Promoters raised their stake in as many as 96 firms in S&P BSE 500 index and nearly 90% of them have fallen up to 60% so far in 2020.
Promoters raising stake in their own company is essentially taken as a positive move. At a time when Nifty50 fell 30 percent in March quarter most of the companies suffered a double digit fall in the S&P BSE 500 index.
So are these companies worth a look? Should investors shortlist companies to buy where promoters have raised the stake?
“It’s true that the promoters used sell-off as an opportunity to increase their holdings. The promoters of any company buy the shares when they themselves have confidence in the future development of the business or may have any plans for mergers or acquisitions in the long term,” Gaurav Garg, Head of Research at CapitalVia Global Research Limited- Investment Advisor told Moneycontrol.
“With the recent bloodbath in the markets, most of these stocks had plunged ranging from 10 percent 61 percent. The investors should note one thing that even at times like this, in the short term the promoters are increasing their stake which shows the confidence in their business,” he said.
Garg is of the view that the promoters will hold their stake for long term say 10-15 years, so if investors want to invest for long terms say 5-7 years, they may consider this as a positive sign.
The above companies’ stocks have been trading at a discounted price and investors may consider these stocks before investing in others, say experts.
More than 100 stocks saw promoters reducing stake:
There are as many as 100 companies in the S&P BSE 500 index in which promoters reduced their stake sequentially in the March quarter that include names like Future Retail, Prestige Estate, Aditya Birla Capital, KEI Industries, Aavas Financiers, IIFL Finance, etc.
Well, yes, if promoters reduced the stake is considered a negative sign. “Barring the financially stressed entity - Future Retail the promoters of the other companies in the above-given names have deleveraged and offered equity stake to Fund Houses to get their house in order,” S Ranganathan, Head of Research at LKP Securities told Moneycontrol.What should investors do? Can this be considered a red flag? Experts feel that investors should try and study the reason why promoters reduced their stake, but if promoters are reducing stake consistently then it could be considered a negative sign.
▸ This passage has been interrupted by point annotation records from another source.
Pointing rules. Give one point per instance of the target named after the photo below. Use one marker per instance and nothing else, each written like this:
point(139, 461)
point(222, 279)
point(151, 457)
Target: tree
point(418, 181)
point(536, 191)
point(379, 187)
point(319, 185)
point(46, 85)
“Investors can look at this decrease in promoter’s stake as a non-event as there could be various reasons for a promoter to have sold the stake in his own company,” Nirali Shah, Senior Research Analyst, Samco Securities told Moneycontrol.
“Selling in haste could be a wrong move. What investors can do is observe the shareholding pattern for such companies across many quarters to analyze if there is a consistent decrease in promoter shareholding. Only then can it be a red flag,” he said.
What are the other parameters to track?
Well, yes, if promoters raise their stake it is essentially considered a good sign. But, essentially, investors should do their own research along with using these signals to shortlist stocks.
From a technical point of view, investors should also study short term, and long term moving averages to determine the trend of the stock.
“Other than tracking promoter holding one needs to look for the stock prices closing above their respective 200-Day moving average in the recent correction. In reference to same, Lupin not only posted decent gains since April 2020, but has also closed above 200 moving average and could possibly witness fresh momentum from the current levels until 1000 - 1050 mark,” Abhishek Karande, CMT - Sr. Research Analyst, Reliance Securities told Moneycontrol.
“In the given scenario, where volatility is on the higher side, one may also consider stocks that are now entering 52 weeks highs. Coromandel International (CMP 650), Escorts (909) and Cipla (CMP 639) has posted fresh 52 week in the ongoing trend,” he said.
From a fundamental perspective, an increase in promoters holding is a positive sign for the company as the promoters will have all the information about the company.
It means that investors can give a thought about these companies but an increase in promoters holding shouldn’t be the sole reason for the investor to invest in these companies, suggest experts.
“The investors should try to understand the reason for the increase in the promoter’s stake. The reason can be buying the stock is trading at a discounted price, any merger or acquisition, and any private equity is planning to invest shortly etc.,” said Garg of CapitalVia Global Research Limited.
“Apart from this, investors should also consider the economic conditions of the country and how well the company or sector will perform shortly,” he said.Nirali Shah of Samco Securities is of the view that given the uncertainty due to the pandemic, investors should certainly check a company’s free cash flows, debt to equity ratio, interest coverage ratio, provisions, management’s forward-looking statements, promoter’s pledge along with a number of other fundamentals before taking any decision on stocks.
“In this scenario, a top-down approach will be beneficial as certain industries such as airlines have taken a big hit and will certainly experience a deferment in demand for a few quarters. Investors should avoid companies in such sectors until there is more clarity,” she said.